Im Jahre 1860 kamen die ersten Schwestern von der heiligen Elisabeth „damals als Graue Schwestern bezeichnet“ nach Dresden. Zu der Zeit übernahmen sie die Pflege im „Königlichen Krankenstift“ in Dresden Friedrichstadt. Heute haben die Schwestern vielfältige Aufgaben inne: Sie reichen von der Krankenhaus- und Telefonseelsorge über Krankenpflege, soziale Betreuung, Gestaltung des Blumenschmucks in den beiden Kapellen des St. Joseph-Stiftes bis hin zur Ausrichtung des Elisabeth-Tisches und Gästebetreuung.

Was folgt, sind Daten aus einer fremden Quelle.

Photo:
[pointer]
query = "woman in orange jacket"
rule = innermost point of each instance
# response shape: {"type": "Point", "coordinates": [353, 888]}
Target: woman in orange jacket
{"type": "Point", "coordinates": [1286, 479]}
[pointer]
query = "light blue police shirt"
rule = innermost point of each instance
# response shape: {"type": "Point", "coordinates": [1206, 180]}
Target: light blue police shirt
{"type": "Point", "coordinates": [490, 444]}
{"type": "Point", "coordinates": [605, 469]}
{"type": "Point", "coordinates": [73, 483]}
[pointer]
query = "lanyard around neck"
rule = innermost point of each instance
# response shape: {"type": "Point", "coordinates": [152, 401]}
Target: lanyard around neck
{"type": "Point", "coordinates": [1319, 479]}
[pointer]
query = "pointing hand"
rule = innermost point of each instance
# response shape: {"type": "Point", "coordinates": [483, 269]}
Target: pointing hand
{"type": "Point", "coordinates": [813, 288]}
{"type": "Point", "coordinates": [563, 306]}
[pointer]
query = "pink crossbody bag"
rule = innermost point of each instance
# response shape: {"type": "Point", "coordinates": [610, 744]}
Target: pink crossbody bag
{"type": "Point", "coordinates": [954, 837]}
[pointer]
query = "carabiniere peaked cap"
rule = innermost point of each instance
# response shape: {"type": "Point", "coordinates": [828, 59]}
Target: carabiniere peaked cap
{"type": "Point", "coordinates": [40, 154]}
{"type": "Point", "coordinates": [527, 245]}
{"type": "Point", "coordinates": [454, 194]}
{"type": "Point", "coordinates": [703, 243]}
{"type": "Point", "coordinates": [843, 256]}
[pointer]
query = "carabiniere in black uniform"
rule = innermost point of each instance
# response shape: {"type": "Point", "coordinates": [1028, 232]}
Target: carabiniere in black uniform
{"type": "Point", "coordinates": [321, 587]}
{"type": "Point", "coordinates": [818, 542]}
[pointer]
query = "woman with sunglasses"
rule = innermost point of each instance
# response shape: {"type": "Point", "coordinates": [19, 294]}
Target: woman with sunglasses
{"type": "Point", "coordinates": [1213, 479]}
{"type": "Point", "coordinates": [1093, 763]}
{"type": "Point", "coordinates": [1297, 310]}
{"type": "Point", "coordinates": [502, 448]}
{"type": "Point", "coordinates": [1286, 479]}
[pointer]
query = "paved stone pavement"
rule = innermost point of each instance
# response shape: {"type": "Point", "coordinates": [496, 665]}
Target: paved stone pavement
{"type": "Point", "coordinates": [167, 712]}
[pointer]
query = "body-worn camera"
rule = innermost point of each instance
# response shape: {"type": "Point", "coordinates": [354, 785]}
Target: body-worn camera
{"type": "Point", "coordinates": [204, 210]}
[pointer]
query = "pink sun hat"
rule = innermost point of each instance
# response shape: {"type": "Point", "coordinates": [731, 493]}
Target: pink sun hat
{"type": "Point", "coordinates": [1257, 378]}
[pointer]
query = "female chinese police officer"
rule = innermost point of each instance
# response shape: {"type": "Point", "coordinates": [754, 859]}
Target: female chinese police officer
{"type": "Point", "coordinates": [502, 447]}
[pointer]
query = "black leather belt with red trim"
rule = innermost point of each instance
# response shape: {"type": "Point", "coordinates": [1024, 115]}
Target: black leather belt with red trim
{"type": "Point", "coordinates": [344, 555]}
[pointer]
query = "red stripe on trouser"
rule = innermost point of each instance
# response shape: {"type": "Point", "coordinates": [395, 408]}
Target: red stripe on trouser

Seit 20 Jahren versorgen die Ordensfrauen täglich Sozialhilfeempfänger, Studenten, Asylbewerber oder Menschen, die nur über eine geringe Rente verfügen, mit einer Mahlzeit, die sie aus Spenden finanzieren. Es ist ihnen ein Anliegen, sich um diejenigen zu kümmern, die am Rande der Gesellschaft stehen. Neben der Essensausgabe und dem persönlichen Gespräch betreiben die Schwestern auch eine Kleiderkammer. Schwester Dolores begleitet seit vielen Jahren die RKW, die Erstkommunionkinder wie auch die Kinderfußwallfahrten. Außerdem hat sie im vergangenen Jahr 1000 Weihnachtspakete für Kindergärten in Polen gesammelt und zu den Empfängern gebracht. Schwester Ingrid bietet jedes Jahr verschiedene Ikonenmalkurse an (s. GB 1/2015, S. 18). Regelmäßig begleiten die Schwestern von der Heiligen Elisabeth Patienten, aber auch Angehörige sowie Mitarbeiter der Klinik mit ihrem Gebet. An Sonn- und Feiertagen stellen die Frauen ihre Kapelle der griechisch-orthodoxen Gemeinde für Gottesdienste zur Verfügung. Zu ihr gehören sehr viele Ukrainer, und die Gemeinde wächst weiter. 37 Schwestern leben derzeit im Konvent, die Jüngste ist 48, die „Älteste 90 Jahre alt. Bis auf zwei Ordensfrauen haben bereits alle das Rentenalter erreicht. Sie helfen sich gegenseitig. „Die tägliche Kraft schöpfen wir aus der täglichen Eucharistiefeier, dem täglichen Stundengebet, der Meditation und aus dem täglichen gemeinsamen Leben. Es geht immer um unsere Mitte, um Christus, der uns zu diesem Leben berufen hat“, so die Oberin Schwester Ingrid.